エリート脳外科医の長い恋煩い〜クールなドクターは初恋の彼女を溺愛で救いたい〜

 麻美とご飯を食べる時は大抵いつも決まった場所。二人ともお酒は飲まないので、居酒屋ではなくイタリアンレストラン。

 お店に着くともう麻美は来ていて、こっちこっちと手を振っている。

 「ごめんね、お待たせ」

 「私も今きたとこ!久しぶりだね、優茉!会いたかった〜」

 そう言って毎度お決まりのハグをする。

 「この前は約束してたのにごめんね、あれからなかなか会えなかったね」

 「ううん、それより体調はもう平気なの?」

 「うん!最近は調子いいよ」

 「よかった。それより優茉!じっくり話聞かせてもらうからね!」

 目力を強め、ずいっと身体を乗り出して近づいてくる麻美にメニューを渡す。

 「私の事より、麻美だよ。本当におめでとう!詳しく聞かせてよ?」

 「ありがとう!でも、私の事は追々ね。先に優茉の話!あれからずっと気になってたんだから!」

 とりあえず二人でメニューを開くけれど、ほとんど見ずに結局いつもと同じものを注文する。

 どこからどこまで話そうか、すごく迷った。
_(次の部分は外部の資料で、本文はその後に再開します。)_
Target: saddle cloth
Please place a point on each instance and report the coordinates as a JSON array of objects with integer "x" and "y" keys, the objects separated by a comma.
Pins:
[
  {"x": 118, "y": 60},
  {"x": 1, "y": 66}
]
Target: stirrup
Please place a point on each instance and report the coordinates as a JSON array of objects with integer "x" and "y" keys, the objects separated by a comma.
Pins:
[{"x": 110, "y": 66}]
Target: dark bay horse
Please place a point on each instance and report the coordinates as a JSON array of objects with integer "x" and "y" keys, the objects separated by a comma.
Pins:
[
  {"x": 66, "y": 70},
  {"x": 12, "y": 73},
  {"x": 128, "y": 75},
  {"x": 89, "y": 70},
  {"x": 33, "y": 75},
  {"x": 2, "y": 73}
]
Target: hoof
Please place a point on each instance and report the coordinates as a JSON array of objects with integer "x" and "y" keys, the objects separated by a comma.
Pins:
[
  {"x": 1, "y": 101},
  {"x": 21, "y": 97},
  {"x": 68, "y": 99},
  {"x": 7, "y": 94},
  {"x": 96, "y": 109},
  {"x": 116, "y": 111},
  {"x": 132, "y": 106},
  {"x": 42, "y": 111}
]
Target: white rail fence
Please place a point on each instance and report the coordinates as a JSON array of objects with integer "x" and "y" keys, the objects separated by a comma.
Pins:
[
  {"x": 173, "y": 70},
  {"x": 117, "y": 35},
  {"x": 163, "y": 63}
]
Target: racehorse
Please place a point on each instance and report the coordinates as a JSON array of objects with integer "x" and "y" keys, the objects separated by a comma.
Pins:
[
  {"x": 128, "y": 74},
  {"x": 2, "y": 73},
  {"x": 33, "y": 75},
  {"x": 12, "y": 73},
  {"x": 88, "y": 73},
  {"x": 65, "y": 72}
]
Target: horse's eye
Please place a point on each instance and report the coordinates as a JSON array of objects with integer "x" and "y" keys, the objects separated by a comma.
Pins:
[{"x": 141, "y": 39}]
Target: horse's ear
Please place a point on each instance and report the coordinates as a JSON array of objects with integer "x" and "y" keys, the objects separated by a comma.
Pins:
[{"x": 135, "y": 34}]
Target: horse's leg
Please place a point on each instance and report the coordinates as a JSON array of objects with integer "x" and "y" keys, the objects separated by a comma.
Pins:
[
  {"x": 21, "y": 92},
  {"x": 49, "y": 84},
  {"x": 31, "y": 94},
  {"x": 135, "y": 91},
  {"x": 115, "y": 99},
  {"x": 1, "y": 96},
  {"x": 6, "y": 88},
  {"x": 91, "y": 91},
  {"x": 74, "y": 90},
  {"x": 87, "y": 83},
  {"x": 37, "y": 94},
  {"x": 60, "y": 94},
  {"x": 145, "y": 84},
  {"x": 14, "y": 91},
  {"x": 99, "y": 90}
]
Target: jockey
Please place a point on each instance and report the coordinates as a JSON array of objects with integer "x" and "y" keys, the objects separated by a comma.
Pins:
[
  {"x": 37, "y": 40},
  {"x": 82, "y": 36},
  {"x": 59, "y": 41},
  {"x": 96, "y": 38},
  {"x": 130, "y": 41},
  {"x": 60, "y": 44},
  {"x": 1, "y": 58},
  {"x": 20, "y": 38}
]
本当は仮の婚約者だって事がバレちゃいけないから、誰にも話さないつもりだったけれど...
 正直今の状況に自分でも戸惑っているし、なにより誰かに聞いて欲しかった。でも病院関係の人はダメだし、こんな事を話せるのは麻美くらいしかいない。

 彼との出会いから全てを話し、聞いてもらった。麻美はとにかく驚いているようで、箸を置き食べることを完全に忘れている。
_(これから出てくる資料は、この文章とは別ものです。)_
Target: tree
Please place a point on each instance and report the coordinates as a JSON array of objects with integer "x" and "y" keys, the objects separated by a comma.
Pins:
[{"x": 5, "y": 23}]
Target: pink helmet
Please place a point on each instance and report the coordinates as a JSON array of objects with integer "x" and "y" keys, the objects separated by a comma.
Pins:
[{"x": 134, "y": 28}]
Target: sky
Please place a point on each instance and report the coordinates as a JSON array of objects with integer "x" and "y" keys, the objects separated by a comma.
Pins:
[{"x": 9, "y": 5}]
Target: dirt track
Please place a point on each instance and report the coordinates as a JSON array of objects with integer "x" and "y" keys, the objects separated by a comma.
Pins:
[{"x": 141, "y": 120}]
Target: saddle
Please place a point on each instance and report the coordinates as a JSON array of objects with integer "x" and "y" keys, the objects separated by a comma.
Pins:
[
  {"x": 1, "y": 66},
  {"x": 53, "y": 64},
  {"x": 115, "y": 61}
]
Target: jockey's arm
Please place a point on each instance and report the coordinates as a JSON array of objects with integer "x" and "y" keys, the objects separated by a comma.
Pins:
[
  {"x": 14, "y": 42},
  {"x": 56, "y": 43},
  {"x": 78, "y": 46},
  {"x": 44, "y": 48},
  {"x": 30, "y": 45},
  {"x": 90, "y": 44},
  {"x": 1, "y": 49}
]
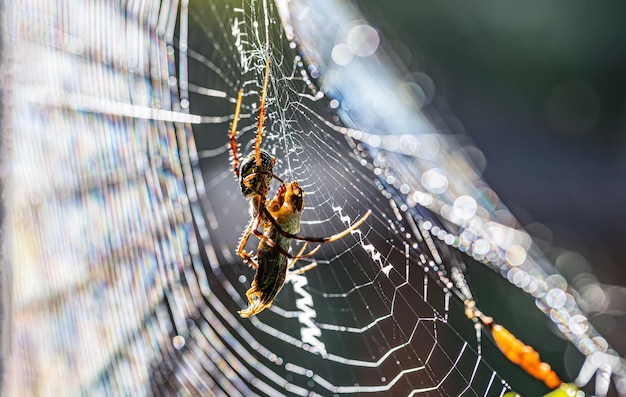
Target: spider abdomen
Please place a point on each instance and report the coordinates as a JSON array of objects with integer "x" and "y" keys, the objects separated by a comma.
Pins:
[{"x": 259, "y": 184}]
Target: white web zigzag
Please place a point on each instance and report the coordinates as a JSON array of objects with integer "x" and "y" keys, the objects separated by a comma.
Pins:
[{"x": 369, "y": 248}]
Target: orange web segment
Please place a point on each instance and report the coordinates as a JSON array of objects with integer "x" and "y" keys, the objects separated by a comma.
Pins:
[
  {"x": 524, "y": 356},
  {"x": 233, "y": 135},
  {"x": 259, "y": 136}
]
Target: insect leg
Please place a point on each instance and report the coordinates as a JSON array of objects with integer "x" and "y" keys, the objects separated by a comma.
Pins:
[
  {"x": 248, "y": 179},
  {"x": 243, "y": 254},
  {"x": 302, "y": 269},
  {"x": 233, "y": 135},
  {"x": 334, "y": 237},
  {"x": 272, "y": 244}
]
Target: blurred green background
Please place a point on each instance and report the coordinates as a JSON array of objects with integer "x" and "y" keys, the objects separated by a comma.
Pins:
[{"x": 540, "y": 88}]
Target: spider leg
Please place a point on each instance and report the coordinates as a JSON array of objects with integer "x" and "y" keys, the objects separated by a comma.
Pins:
[
  {"x": 250, "y": 177},
  {"x": 259, "y": 136},
  {"x": 272, "y": 244},
  {"x": 233, "y": 135},
  {"x": 334, "y": 237},
  {"x": 243, "y": 254}
]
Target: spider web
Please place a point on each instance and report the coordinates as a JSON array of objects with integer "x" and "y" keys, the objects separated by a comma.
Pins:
[{"x": 125, "y": 275}]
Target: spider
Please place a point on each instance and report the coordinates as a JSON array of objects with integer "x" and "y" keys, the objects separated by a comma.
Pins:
[{"x": 280, "y": 219}]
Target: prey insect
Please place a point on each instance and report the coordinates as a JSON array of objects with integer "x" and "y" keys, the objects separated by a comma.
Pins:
[{"x": 279, "y": 219}]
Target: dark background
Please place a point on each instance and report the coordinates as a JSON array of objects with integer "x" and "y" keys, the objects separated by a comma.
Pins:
[{"x": 540, "y": 88}]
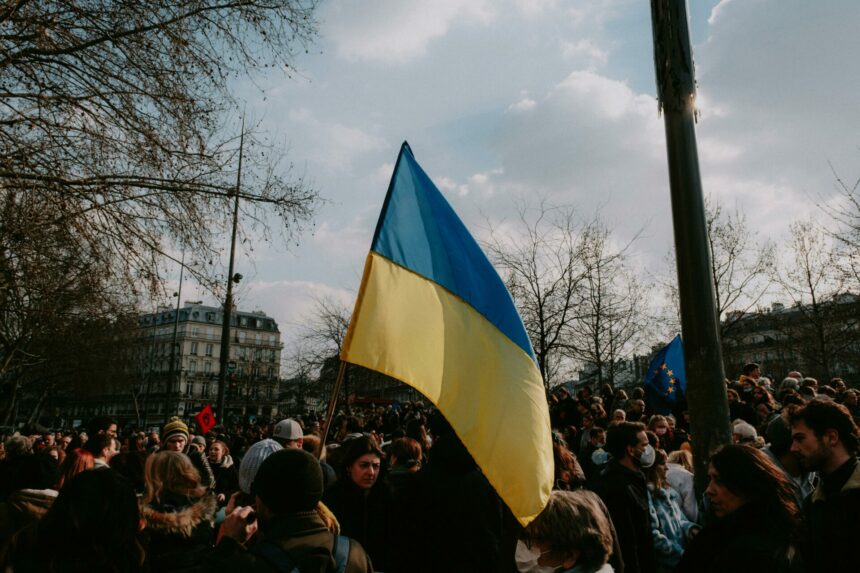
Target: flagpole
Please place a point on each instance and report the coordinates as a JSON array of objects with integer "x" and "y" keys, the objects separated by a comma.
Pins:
[
  {"x": 332, "y": 403},
  {"x": 676, "y": 87}
]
 「...信じられない。あんたがそんな思い切った事してるなんて...。昔から恋愛とか全然興味なかったじゃない。それなのに、ほぼ初対面の男の人と同棲なんて!
 その先生本当に悪い人じゃないのよね?優茉、何か騙されているわけじゃないわよね?」

 「ち、違うと思うけど...。先生はただお見合いを断るための演技だとは思うけど、騙されているわけじゃ...」

 「でも、優茉は好きになっちゃったんでしょ?」

 ......。今まで考えないようにしていたところを、麻美が核心をついてくる。

 「うーん...、どうなんだろう。純粋に先生の為に何かしてあげたいって気持ちはあるけど...。それに、もし好きになっちゃったら後悔する事が分かりきっているから、考えないようにしてる」

 「でもさ、話を聞く限りその先生も優茉の事を好きだと思うけど。じゃなきゃ、わざわざ休みの日を一日使ったり、誰も見てない家でまでそんな演技なんてしないでしょ?
 少なくとも何とも思っていない相手に、そんな思わせぶりな事しないと思う。だって先生も、それで本気で好きになられたら困るわけでしょ?」

 「そうかもしれないけど、真面目な人だしそういう雰囲気を作り上げようとしているって事も...」

 「そこまでは私もわからないけどさ、優茉は自分の気持ちを抑え込まなくてもいいと思うけどな」

 「でも...もしも、もしも本当の関係になれたとしても、彼は大病院の御曹司なんだよ? 私なんかじゃ釣り合わないし、結局最終的な結果は同じだと思うの...」

 「はぁー。あんたはどうしていつも始める前から終わりを決めつけるの?
 優茉、前に幸せを感じると怖くなるって言っていたでしょ?私、この前雑誌で読んだんだけど、それって幸福恐怖症って言うみたいよ」

 「幸福、恐怖症...?」

 「そう。優茉はさ、ずっと心の中にお母さんへの罪悪感があるじゃない?自分のせいでって思ってるんでしょ?」

 「うん...。だって、七回忌の時に聞いちゃったの。私を守ったせいでお母さんは亡くなったって親戚の人が話してるの。だから、どこかでずっと私だけ幸せになるのはいけない事だって思っていたのかも...」

 「でも、もしも私がお母さんの立場だったら、優茉を守れてよかったって思うけどな。それに、自分がそばに居てあげられない分誰かと幸せになって欲しいって、そう願うと思う。
 だから、もうその考えはやめてもいいんじゃない?自分が幸せになる努力をしてみてもいいんじゃないかな?」

 自分が、幸せになる努力...?そんな事、考えた事もなかった。

 「優茉の方からも少しアクション起こしてみたら?あんたは昔から何にもしなくてもモテてたんだから、本気になったらきっとその御曹司先生も優茉に落ちちゃうんじゃないかなー!」

 麻美が冗談ぽくそう言って、空気を軽くしてくれた。いつもポジティブ思考な麻美には、私にはない考えや感情を教えてもらう事が多い。

 私の方からアクションを、か...。

 でもどうしたらいいんだろう?それに、本当にその道を進んでもいいの...?
 やっぱり全て予定通りで、お見合いが回避できたら今の生活はスパッと終わりを迎えるんじゃ...。

 あまり遅くならないうちにと、麻美と別れて帰路に着く。その間もずっと考えていたけれど、一人だとどうしてもマイナス思考になってしまう。

 やっぱり、傷つくのが怖いんだ...私。